La spaventosa creatura aliena, super intelligente e  fortissima, denominata Xenomorfo, realizzata dal genio italiano Carlo Rambaldi (che per questa creazione si aggiudicò il premio Oscar per i migliori effetti speciali) sulla base dei progetti delle tetre tavole del visionario artista svizzero H.R. Giger, può riprodursi annidandosi come un parassita nel corpo degli altri esseri viventi destinati a morire una volta terminato il loro ruolo/ciclo di ospiti.


Sulla carta, dunque, gli uomini sembrerebbero essere in svantaggio e soprattutto impreparati, ma il mostro dovrà vedersela – tra gli altri – con il tenente Ellen Ripley, fantastico e tostissimo personaggio interpretato da Sigourney Weaver che, all’epoca, ribaltò i ruoli di genere, portando in scena una donna che fa un lavoro maschile, si impegna per ottenere il rispetto dei suoi pari di sesso opposto e diventa il vero eroe in grado di cambiare la sorte con la sua tenacia, forza e volontà, che combatte per la sopravvivenza senza perdere di vista l’umanità e i valori che la caratterizzano.

Ripley infatti scoprirà che il mostro che può nascondersi dentro chi la circonda non è solo quello trasmesso dai mitici face huggers, ma è anche quello generato dai pregiudizi, dall’egoismo smodato dell’uomo, dalla sua avidità, sete di potere e denaro in nome di un millantato progresso senza etica. Il tenente imparerà sulla sua pelle che questi demoni, che non hanno nulla che fare con lo spazio, possono essere ben più letali di qualsiasi xenomorfo. 
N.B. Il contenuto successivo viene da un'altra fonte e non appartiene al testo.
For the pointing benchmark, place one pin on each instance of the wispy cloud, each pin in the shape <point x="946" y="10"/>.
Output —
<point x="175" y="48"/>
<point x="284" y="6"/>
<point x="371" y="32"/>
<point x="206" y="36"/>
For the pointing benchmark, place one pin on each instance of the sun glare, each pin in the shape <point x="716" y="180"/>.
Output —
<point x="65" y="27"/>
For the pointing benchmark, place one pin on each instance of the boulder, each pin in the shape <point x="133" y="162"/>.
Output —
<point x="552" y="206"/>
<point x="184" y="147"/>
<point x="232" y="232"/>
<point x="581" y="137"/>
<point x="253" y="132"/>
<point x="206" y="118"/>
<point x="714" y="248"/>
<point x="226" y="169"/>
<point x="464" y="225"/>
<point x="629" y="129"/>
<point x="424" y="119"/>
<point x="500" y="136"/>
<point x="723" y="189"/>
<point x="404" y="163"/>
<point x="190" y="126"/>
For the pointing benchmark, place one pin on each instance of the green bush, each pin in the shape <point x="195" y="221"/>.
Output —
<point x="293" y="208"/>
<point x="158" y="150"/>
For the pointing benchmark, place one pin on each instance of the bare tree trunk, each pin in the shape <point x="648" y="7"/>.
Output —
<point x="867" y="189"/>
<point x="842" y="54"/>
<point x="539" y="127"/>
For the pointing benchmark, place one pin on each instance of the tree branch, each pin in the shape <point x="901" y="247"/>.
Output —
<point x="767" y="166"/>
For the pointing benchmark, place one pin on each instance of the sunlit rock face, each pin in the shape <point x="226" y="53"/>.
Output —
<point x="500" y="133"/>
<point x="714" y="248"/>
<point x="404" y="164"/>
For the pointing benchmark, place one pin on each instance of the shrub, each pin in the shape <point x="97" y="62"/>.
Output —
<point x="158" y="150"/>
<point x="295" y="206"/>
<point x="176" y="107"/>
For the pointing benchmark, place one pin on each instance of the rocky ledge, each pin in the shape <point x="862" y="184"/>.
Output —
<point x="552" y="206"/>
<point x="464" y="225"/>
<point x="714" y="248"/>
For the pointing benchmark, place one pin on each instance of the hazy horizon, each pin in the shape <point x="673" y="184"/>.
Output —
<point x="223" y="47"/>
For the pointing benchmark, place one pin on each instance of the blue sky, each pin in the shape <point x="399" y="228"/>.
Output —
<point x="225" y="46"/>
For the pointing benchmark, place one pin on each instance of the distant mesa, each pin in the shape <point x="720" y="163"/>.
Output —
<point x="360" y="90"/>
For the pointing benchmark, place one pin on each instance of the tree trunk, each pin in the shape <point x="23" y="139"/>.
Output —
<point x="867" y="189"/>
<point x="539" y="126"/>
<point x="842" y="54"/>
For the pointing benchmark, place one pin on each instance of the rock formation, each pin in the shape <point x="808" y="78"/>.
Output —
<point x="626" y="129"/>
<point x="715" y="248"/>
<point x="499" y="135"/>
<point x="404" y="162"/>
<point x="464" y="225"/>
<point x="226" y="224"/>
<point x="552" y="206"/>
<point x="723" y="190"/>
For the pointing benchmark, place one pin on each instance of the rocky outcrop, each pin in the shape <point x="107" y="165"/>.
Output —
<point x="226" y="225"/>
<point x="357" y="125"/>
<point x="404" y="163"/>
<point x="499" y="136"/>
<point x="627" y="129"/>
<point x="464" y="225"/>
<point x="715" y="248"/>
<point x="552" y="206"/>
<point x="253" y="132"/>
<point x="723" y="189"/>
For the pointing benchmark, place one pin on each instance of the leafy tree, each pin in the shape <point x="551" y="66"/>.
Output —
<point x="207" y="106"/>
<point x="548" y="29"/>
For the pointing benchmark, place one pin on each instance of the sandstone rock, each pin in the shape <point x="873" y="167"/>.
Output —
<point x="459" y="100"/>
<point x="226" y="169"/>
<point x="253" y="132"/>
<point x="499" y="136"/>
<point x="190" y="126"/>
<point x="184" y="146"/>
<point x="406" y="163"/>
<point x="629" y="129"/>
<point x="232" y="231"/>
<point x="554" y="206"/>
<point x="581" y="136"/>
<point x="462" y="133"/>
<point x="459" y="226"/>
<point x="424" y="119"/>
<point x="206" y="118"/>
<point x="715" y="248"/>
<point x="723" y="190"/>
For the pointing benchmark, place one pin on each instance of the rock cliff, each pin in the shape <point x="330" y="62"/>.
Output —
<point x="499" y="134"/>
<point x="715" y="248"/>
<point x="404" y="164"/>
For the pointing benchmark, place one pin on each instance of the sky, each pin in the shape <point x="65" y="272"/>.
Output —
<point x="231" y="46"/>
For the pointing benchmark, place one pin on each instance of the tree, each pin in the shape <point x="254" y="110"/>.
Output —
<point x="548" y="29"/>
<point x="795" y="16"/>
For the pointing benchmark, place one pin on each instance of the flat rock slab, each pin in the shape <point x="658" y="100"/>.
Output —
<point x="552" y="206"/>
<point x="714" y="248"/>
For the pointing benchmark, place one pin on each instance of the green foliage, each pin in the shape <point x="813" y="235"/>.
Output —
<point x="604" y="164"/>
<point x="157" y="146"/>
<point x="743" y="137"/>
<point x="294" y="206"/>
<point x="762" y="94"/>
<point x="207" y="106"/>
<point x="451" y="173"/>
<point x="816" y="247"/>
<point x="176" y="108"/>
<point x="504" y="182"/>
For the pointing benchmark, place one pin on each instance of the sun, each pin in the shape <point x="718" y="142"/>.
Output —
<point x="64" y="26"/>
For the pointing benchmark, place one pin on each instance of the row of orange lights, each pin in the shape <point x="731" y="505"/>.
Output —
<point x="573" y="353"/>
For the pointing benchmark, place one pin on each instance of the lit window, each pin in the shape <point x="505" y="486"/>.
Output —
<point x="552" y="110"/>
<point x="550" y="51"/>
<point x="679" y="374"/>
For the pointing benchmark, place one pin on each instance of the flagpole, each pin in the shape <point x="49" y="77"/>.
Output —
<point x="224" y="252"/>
È proprio per questo iconico e indimenticabile personaggio che ho deciso di consigliarvi Alien in questa specifica occasione. Dato che si tratta di un film di culto, enorme, che ha, a pieno diritto, influenzato per diverse decadi la cultura pop mondiale, ma non ho di certo la pretesa di poterne parlare in modo esaustivo in questa sede.
La ragione del suo inossidabile successo planetario risiede sicuramente nella dinamica dello scontro tra gli xenomorfi, che rivoluzionano l’immagine dell’alieno al cinema, e i marines, ma anche nell’angosciante, soffocante e claustrofobica atmosfera da incubo che permea moltissime scene del film, attribuendogli una matrice horror, cupa e oscura che lascia il segno e si rivela una scelta stilistica vincente.


La pellicola ha inoltre un’ottima sceneggiatura che insieme ai suddetti elementi, ad una fotografia, regia e montaggio geniali, contribuisce a dare al film ritmi diversi, sempre efficaci ed incalzanti. Le palpitazioni sono assicurate.